Twitter continued to remove content that violated its terms in the days that followed and by 14th July, 1,961 tweets had been moved proactively using technology (following the final), with a total of 126 removed using the reports approach.
Putting ID verification argument to bed
As noted above, the racism online during the Euros prompted a debate about whether ID verification for social media should be made mandatory, in an attempt to curb harmful comments. This idea doesn't really stand up to scrutiny, in our opinion.
There were also claims that most of the abuse was coming from accounts outside of the UK (although very little firm data was offered to support this).
Twitter has now also revealed that almost all of the abusive comments were coming from accounts that were identifiable and from users in the UK - meaning that people spewing hate online don't appear to care if they are known or not.
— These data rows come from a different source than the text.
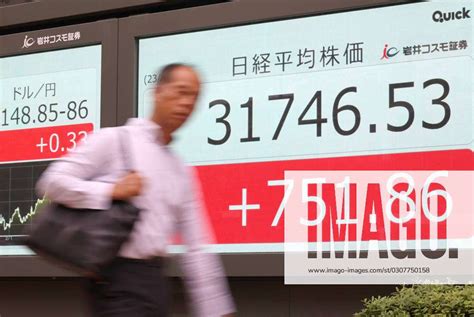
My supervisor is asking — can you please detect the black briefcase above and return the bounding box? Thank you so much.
[25,128,140,275]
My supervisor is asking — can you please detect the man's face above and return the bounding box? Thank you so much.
[154,67,200,133]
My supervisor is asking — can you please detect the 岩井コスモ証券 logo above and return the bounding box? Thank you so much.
[380,44,400,59]
[22,35,35,48]
[433,8,471,23]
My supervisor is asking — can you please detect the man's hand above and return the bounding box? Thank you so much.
[112,172,143,200]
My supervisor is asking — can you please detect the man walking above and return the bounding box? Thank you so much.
[37,64,235,317]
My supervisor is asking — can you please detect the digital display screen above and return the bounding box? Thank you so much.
[137,1,474,252]
[0,45,102,255]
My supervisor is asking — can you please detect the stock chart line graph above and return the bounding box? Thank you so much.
[0,162,48,245]
[0,198,47,231]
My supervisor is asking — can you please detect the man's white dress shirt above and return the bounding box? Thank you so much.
[37,118,235,317]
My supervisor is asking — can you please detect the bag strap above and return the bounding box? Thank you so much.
[119,127,134,172]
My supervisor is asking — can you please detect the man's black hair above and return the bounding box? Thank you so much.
[157,63,193,85]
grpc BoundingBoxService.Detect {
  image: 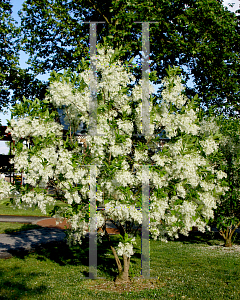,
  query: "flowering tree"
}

[1,47,229,282]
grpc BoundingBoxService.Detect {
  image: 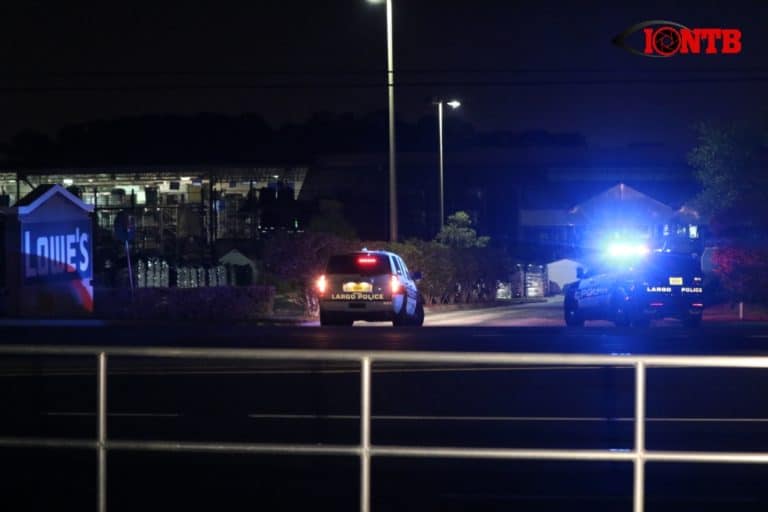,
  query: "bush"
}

[94,286,275,321]
[712,247,768,302]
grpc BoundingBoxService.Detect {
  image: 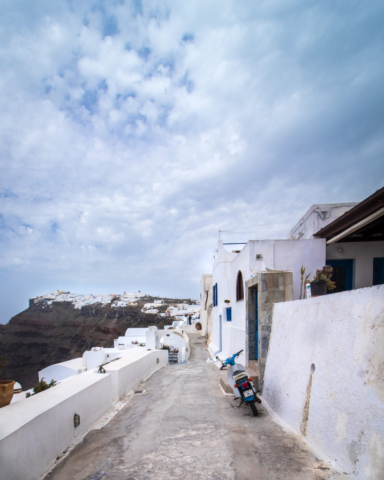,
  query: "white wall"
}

[104,349,168,403]
[209,239,326,357]
[39,357,86,383]
[263,285,384,480]
[275,238,326,300]
[0,373,112,480]
[288,203,357,239]
[327,242,384,288]
[0,350,168,480]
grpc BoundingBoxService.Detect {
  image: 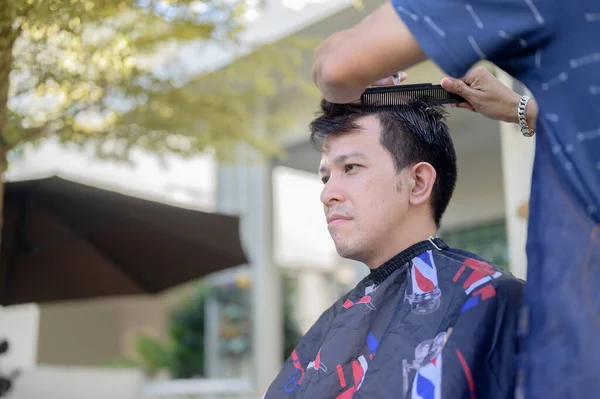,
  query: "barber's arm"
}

[313,1,427,103]
[441,68,538,127]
Twitter states:
Given the international nature of the Euro 2020 Final, it was no surprise to see that the Tweets we removed came from all over the world. However, while many have quite rightly highlighted the global nature of the conversation, it is also important to acknowledge that the UK was - by far - the largest country of origin for the abusive Tweets we removed on the night of the Final and in the days that followed.
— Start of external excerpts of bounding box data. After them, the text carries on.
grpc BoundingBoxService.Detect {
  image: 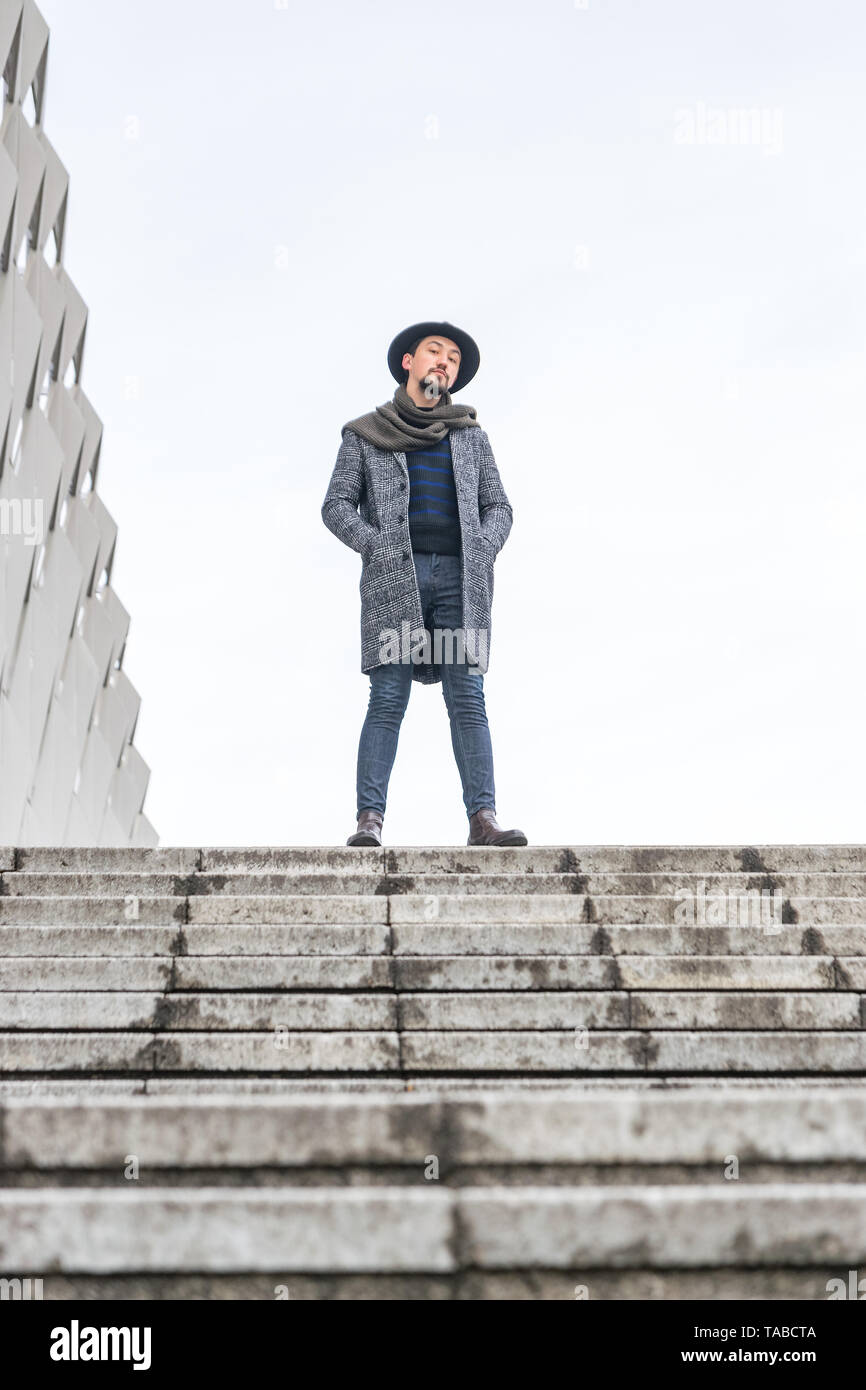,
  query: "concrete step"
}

[0,1027,866,1079]
[8,865,866,895]
[0,988,866,1033]
[0,1183,866,1275]
[0,876,866,934]
[0,845,866,1298]
[0,1081,866,1182]
[13,844,866,874]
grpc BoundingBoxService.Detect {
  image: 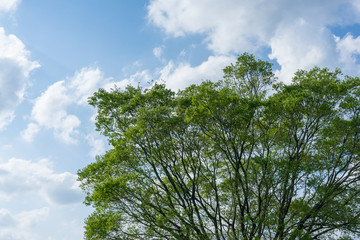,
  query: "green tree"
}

[79,54,360,240]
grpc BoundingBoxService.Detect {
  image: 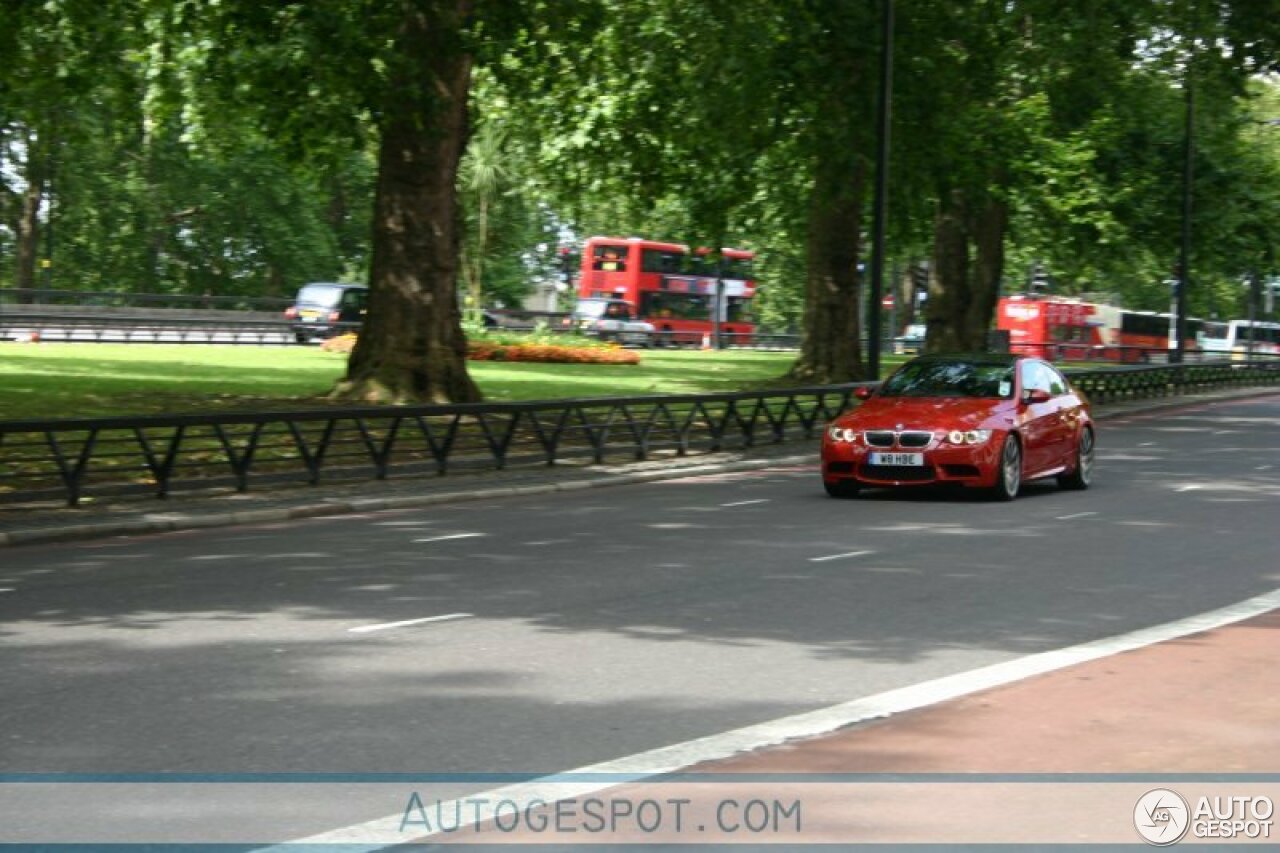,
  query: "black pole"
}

[867,0,893,379]
[1169,72,1196,364]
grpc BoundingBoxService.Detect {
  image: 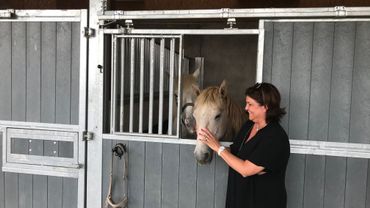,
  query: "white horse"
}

[193,80,247,164]
[173,68,200,138]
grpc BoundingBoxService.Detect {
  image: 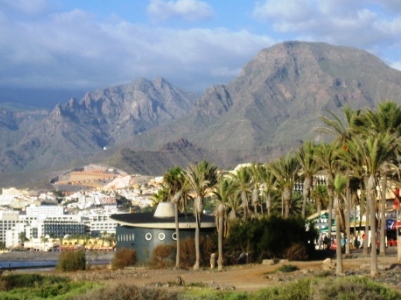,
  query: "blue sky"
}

[0,0,401,97]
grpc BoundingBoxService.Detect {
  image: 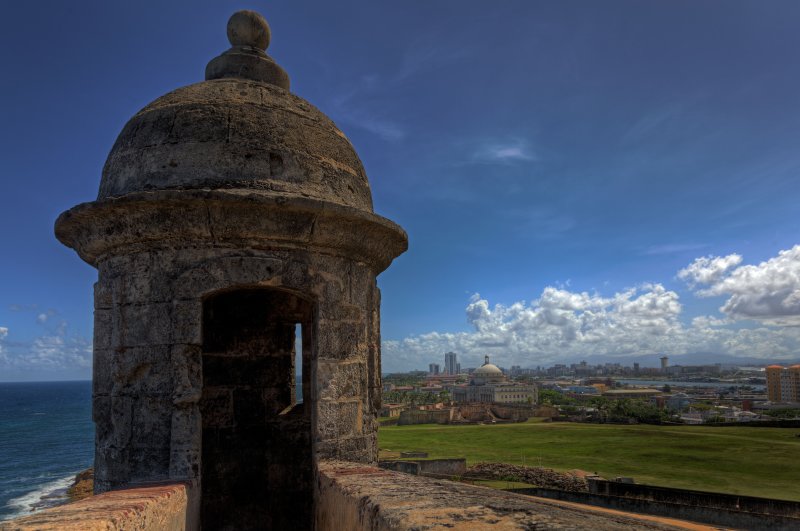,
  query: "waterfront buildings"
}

[765,365,800,402]
[444,352,461,375]
[453,356,539,404]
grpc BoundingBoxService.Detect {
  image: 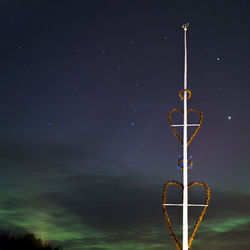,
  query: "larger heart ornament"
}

[161,181,210,250]
[168,108,203,146]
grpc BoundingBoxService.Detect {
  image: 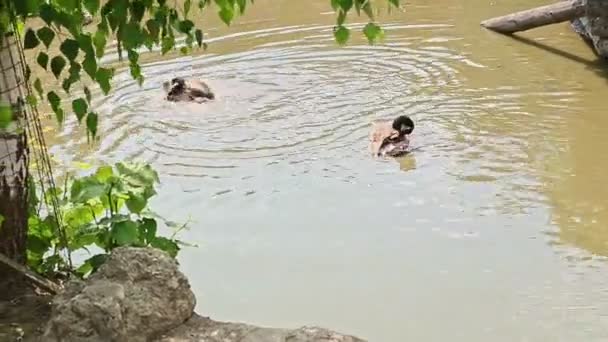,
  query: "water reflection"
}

[33,0,608,342]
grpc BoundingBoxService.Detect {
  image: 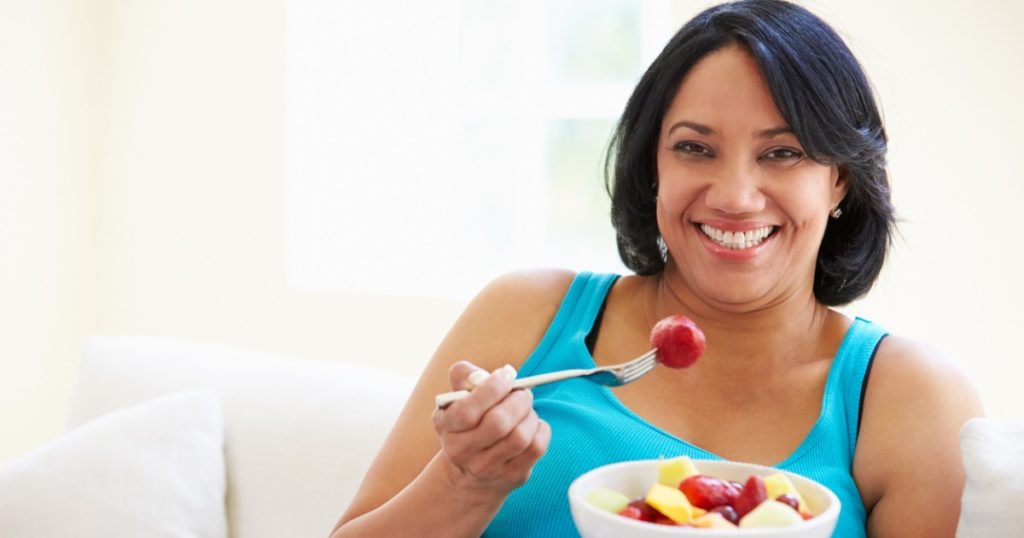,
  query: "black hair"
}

[605,0,895,306]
We also wanted to better understand the users we had permanently suspended over the course of the tournament. While we have always welcomed the opportunity to hear ideas from partners on what will help, including from within the football community, our data suggests that ID verification would have been unlikely to prevent the abuse from happening - as the accounts we suspended themselves were not anonymous. Of the permanently suspended accounts from the Tournament, 99% of account owners were identifiable.
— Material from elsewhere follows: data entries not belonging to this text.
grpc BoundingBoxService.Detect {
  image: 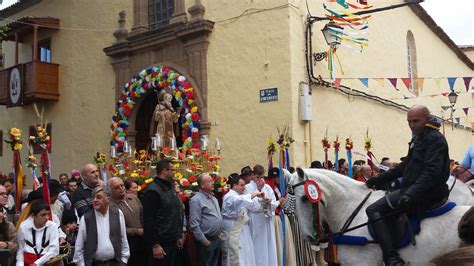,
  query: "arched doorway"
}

[110,66,201,152]
[135,91,183,150]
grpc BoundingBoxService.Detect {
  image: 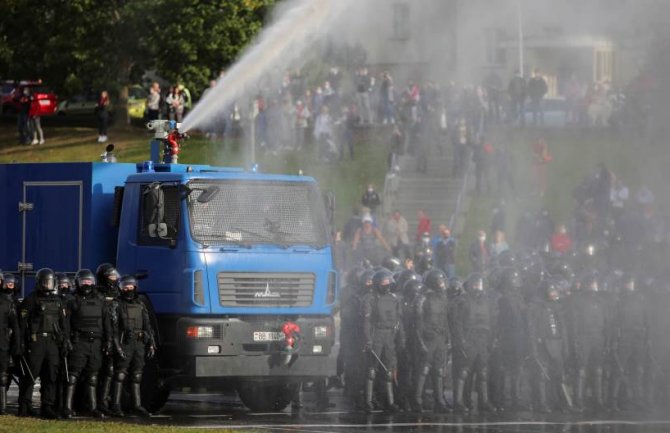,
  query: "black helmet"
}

[2,272,18,294]
[581,272,600,292]
[56,272,72,294]
[372,269,393,294]
[74,269,95,296]
[382,256,402,272]
[347,266,364,287]
[466,274,484,294]
[119,275,137,301]
[500,268,523,290]
[35,268,56,293]
[622,274,637,292]
[395,269,421,292]
[447,277,463,297]
[360,269,376,290]
[95,263,119,291]
[423,269,448,292]
[498,250,516,267]
[402,280,424,299]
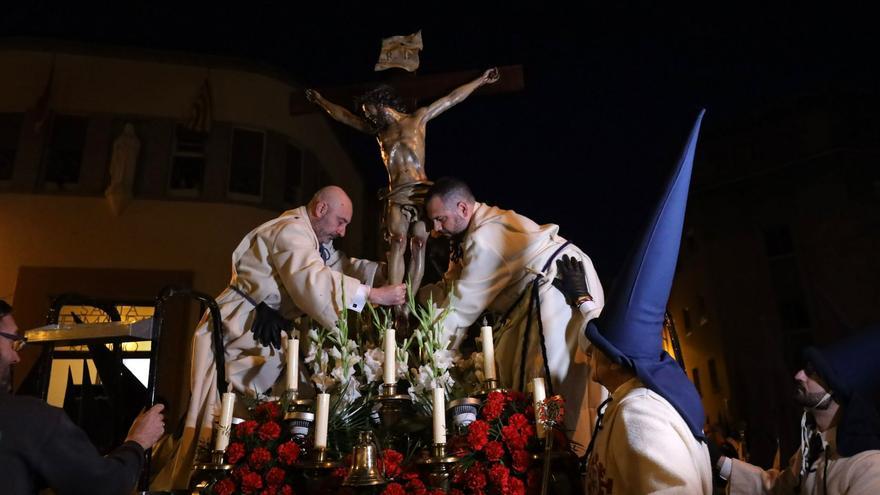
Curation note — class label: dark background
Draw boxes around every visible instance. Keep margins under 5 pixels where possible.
[0,2,878,279]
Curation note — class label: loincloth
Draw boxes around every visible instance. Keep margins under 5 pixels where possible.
[379,180,434,224]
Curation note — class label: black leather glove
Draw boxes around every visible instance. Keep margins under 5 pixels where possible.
[553,254,590,306]
[251,302,292,349]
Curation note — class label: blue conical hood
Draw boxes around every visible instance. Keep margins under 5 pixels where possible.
[804,323,880,457]
[587,110,705,438]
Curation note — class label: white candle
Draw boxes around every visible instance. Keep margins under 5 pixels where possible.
[384,328,397,385]
[532,377,547,438]
[315,394,330,449]
[214,384,235,450]
[287,338,299,390]
[434,387,446,443]
[480,326,498,380]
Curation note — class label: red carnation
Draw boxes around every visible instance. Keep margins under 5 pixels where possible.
[464,462,486,491]
[486,440,504,462]
[248,447,272,471]
[446,435,471,457]
[483,392,504,421]
[266,467,285,486]
[382,483,406,495]
[510,450,531,473]
[232,464,251,481]
[489,464,510,493]
[406,477,428,495]
[226,442,244,464]
[254,402,281,420]
[259,421,281,441]
[278,441,301,466]
[501,413,535,450]
[235,419,257,438]
[507,476,526,495]
[241,473,263,493]
[468,419,489,451]
[382,449,403,478]
[212,478,235,495]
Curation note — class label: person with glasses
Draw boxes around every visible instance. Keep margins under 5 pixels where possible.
[0,300,165,495]
[713,325,880,495]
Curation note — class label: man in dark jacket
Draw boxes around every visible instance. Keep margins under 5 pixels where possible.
[0,300,165,495]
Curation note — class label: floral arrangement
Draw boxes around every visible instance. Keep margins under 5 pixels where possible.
[450,392,561,495]
[211,402,301,495]
[210,282,565,495]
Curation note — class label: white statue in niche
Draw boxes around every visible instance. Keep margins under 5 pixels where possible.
[104,123,141,215]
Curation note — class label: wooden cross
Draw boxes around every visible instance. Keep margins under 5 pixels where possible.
[290,65,525,116]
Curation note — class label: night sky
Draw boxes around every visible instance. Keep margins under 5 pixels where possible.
[0,2,880,278]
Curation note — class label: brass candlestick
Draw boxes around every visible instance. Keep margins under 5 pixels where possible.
[189,450,232,495]
[446,397,482,434]
[377,383,412,429]
[295,447,341,471]
[474,378,507,399]
[418,443,458,492]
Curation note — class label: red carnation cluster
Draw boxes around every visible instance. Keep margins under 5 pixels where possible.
[449,392,561,495]
[211,402,301,495]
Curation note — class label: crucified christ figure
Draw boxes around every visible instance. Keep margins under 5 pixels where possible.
[306,68,499,300]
Twitter adds that the racist behaviour isn't reflective of the general sentiment of people using its platform, as the word "proud" was more often used on the day following the final than any other day this year (although doesn't mitigate the harm suffered by the players that faced racism).
Finally, Twitter outlines how it plans to improve safety for its users going forward. It says that there is "no place for racist abuse on Twitter" and it is "determined" to do what it can to stop the abhorrent views and behaviours seen on its platform. It also acknowledges that it "can do better".
It's clear that Twitter is pursuing more technology use to tackle this problem, with the hope that increased automation and the use of intelligent tools will tackle violations more quickly and effectively. This includes:
Shortly trialling the development of a new product feature that temporarily autoblocks accounts using harmful language, such that users will be stopped from being able to interact with your account
Continuing to roll-out reply prompts, which encourage people to revise their replies to tweets when it looks like the language they use could be harmful. Twitter has found that when prompted, 34% of people revised their initial reply or decided not to send their reply at all. And after being prompted once, people composed on average 11% fewer potentially harmful replies in the future.
However, Twitter finishes its post by raising a very valid point that it can continue to invest in supporting a more sophisticated response to online abuse, the problem itself is societal and the responsibility of all of us to tackle. It notes:
However, we also have to be honest that the progress we will be able to make alone would be magnified by greater interventions across the board. As long as racism exists offline, we will continue to see people try and bring these views online - it is a scourge technology cannot solve alone. Everyone has a role to play - including the government and the football authorities - and we will continue to call for a collective approach to combat this deep societal issue.